Eight miles high, and when you touch down
You’ll find that it’s stranger than known
Signs in the street, that say where you’re going
Are somewhere just being their own
Nowhere is there warmth to be found
Among those afraid of losing their ground
Rain gray town, known for its sound
In places, small faces unbound
Round the squares, huddled in storms
Some laughing, some just shapeless forms
Sidewalk scenes, and black limousines
Some living, some standing alone

And thus began The Age of Psychedelic Rock Music! The Byrds were from
L.A. and were one the first American rock bands to soar in 1965,
influenced by the Beatles and Bob Dylan, as well as folk, country,
bluegrass, jazz, ethnic and assorted rock music streams.

The Byrds are/were longtime favorites of mine, up there with The Mothers of
Invention, The Rolling Stones, The Beatles and The Kinks. Their first
single was “Mr. Tambourine Man”, written by Bob Dylan and some say it
was the beginning of what would become folk-rock.

The above song, “Eight Miles High” was unlike anything else that was released at the time (early 1966, blending rock and psych and influenced by Ravi Shankar’s sitar and John Coltrane’s modal/spiritual jazz. Jim/Roger McGuinn’s 12-string electric guitar introduced a new sound to rock while David Crosby’s voice and songs pushed them in more progressive directions plus their lyrics often involved science-fiction themes, both serious (“I Come and Stand at Every Door”) and silly (“Mr. Spaceman”).

The first Byrds record I bought (in the summer of 1967) was Fifth Dimension in mono at a cut-out bin for three bucks. It completely blew me away so I soon became a Byrds fan-addict. Their
first five albums are consistently superb for me but my favorite is their fifth, Notorious Byrd Brothers, a masterpiece of psychedelic rock with some jazz, country & folks influences all found within.

A few weeks ago David Crosby passed away. This saddened me since I felt he was an important & influential singer, songwriter and musician, completely unique and quite influential. Each of his songs whether for the Byrds, Crosby, Stills, Nash & Young or his first great solo album, are extraordinary and in a class of their own. I know he was tossed out of the Byrds during the Notorious Byrd Bros. sessions for his big mouth and he had major drug and attitude problems throughout his long life, but who really cares…?!?! His music was his contribution.
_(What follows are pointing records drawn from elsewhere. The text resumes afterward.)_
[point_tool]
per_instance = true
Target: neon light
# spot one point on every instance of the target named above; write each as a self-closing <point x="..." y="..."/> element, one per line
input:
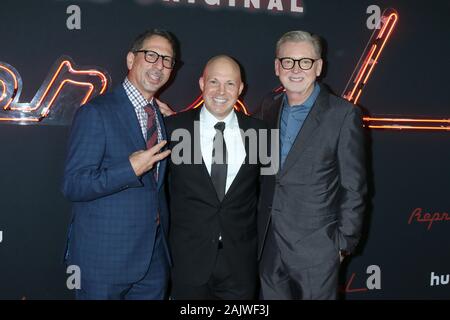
<point x="389" y="20"/>
<point x="239" y="106"/>
<point x="95" y="81"/>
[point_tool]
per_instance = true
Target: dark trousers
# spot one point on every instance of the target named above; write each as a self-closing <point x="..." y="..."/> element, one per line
<point x="153" y="286"/>
<point x="222" y="285"/>
<point x="280" y="281"/>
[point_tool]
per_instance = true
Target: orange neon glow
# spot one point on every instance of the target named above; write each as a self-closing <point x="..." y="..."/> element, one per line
<point x="399" y="127"/>
<point x="64" y="66"/>
<point x="394" y="18"/>
<point x="45" y="111"/>
<point x="16" y="85"/>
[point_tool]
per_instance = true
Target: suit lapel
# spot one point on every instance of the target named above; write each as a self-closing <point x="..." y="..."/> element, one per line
<point x="243" y="125"/>
<point x="197" y="152"/>
<point x="310" y="125"/>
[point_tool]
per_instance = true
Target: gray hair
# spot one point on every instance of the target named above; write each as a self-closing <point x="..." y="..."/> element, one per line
<point x="300" y="36"/>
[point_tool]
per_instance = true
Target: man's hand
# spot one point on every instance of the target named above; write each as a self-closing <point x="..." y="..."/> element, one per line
<point x="143" y="160"/>
<point x="164" y="109"/>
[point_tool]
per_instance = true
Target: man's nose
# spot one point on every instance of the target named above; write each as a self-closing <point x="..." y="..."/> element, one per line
<point x="296" y="68"/>
<point x="159" y="64"/>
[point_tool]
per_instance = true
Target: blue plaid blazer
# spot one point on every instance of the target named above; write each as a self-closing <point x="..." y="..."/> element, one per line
<point x="113" y="226"/>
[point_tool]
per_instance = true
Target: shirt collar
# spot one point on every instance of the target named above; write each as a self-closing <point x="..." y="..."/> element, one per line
<point x="136" y="98"/>
<point x="308" y="102"/>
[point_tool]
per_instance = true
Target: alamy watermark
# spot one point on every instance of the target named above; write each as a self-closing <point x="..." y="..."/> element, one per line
<point x="259" y="142"/>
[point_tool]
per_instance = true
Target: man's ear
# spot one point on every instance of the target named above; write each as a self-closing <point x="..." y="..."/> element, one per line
<point x="201" y="83"/>
<point x="319" y="67"/>
<point x="241" y="87"/>
<point x="130" y="60"/>
<point x="277" y="67"/>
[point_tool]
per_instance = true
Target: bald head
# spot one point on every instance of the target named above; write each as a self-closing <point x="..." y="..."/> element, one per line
<point x="221" y="85"/>
<point x="225" y="62"/>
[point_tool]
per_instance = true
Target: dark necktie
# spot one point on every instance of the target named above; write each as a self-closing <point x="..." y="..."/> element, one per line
<point x="219" y="161"/>
<point x="152" y="133"/>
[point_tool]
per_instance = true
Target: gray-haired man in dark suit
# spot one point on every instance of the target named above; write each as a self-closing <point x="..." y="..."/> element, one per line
<point x="311" y="211"/>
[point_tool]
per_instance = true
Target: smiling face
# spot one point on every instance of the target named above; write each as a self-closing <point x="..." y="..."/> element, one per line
<point x="221" y="85"/>
<point x="299" y="84"/>
<point x="147" y="77"/>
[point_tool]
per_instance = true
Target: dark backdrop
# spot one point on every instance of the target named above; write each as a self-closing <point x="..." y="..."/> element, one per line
<point x="408" y="169"/>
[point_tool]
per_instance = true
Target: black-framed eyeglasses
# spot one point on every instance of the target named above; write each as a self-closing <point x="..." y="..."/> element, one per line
<point x="304" y="63"/>
<point x="152" y="57"/>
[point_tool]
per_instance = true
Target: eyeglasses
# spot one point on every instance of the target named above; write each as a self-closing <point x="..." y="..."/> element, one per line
<point x="152" y="56"/>
<point x="303" y="63"/>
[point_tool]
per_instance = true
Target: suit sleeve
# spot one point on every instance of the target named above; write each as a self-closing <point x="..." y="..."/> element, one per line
<point x="85" y="176"/>
<point x="351" y="159"/>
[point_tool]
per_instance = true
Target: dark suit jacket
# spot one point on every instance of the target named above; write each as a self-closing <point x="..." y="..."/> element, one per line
<point x="113" y="227"/>
<point x="197" y="215"/>
<point x="316" y="201"/>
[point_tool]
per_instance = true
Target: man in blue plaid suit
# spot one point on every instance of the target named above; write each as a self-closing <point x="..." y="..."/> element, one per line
<point x="114" y="176"/>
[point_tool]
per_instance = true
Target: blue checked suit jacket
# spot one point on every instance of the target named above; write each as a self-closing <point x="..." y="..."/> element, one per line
<point x="113" y="227"/>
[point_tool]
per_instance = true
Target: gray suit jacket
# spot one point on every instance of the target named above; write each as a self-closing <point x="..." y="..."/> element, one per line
<point x="316" y="200"/>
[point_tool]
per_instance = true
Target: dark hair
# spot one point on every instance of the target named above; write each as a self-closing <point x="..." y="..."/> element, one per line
<point x="139" y="41"/>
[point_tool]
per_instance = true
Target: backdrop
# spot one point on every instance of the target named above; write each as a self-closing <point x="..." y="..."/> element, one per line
<point x="404" y="253"/>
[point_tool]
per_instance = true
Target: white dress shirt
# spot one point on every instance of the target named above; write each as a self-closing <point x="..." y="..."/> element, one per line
<point x="233" y="140"/>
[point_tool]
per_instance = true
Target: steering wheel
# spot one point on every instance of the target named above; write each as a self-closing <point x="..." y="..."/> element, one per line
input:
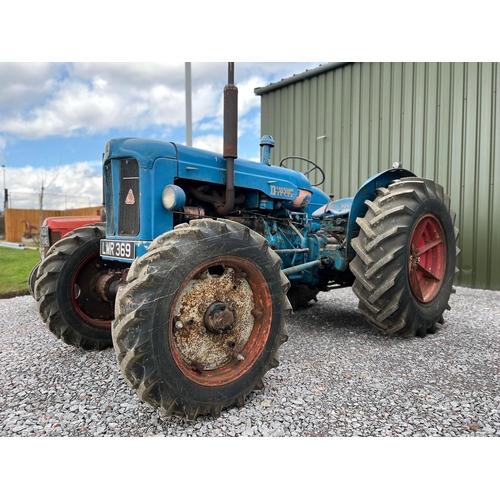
<point x="315" y="167"/>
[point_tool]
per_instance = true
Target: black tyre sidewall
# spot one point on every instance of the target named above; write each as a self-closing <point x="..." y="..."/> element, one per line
<point x="164" y="361"/>
<point x="80" y="333"/>
<point x="433" y="310"/>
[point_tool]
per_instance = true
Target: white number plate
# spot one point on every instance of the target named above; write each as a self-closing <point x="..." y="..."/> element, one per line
<point x="118" y="249"/>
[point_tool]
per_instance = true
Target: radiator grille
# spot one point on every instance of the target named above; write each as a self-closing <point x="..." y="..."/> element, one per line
<point x="109" y="199"/>
<point x="128" y="212"/>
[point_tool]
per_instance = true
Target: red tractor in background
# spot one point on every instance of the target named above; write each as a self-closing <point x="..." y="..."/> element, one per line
<point x="52" y="230"/>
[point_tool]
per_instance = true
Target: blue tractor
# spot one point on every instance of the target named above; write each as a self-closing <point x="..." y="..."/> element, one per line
<point x="202" y="255"/>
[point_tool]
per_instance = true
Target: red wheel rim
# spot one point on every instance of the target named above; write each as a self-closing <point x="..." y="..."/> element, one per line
<point x="207" y="357"/>
<point x="427" y="259"/>
<point x="86" y="304"/>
I just listened to the Fifth Dimension album the other day at the store and it still sounds incredible to me more than a half century later.

There is a song on it that really gets to me called, “What’s Happening?!?!”, in which David Crosby is questioning life. He starts off each verse with “I don’t know…”. I know how he feels since I often feel the same way, asking questions about the ridiculousness of life which can’t really be answered but do make us think. In the last few weeks, we have also lost guitarists Jeff Beck and Tom Verlaine, both of whom are big musical heroes of mine and many of you out there as well. I played the first Jeff Beck album Truth and Television’s Marquee Moon recently and both still leave me astonished, smiling and inspired.

A toast to the loss of three heroes of Rock, David Crosby, Jeff Beck and Tom Verlaine. I hope they are jamming up in Heaven together right now.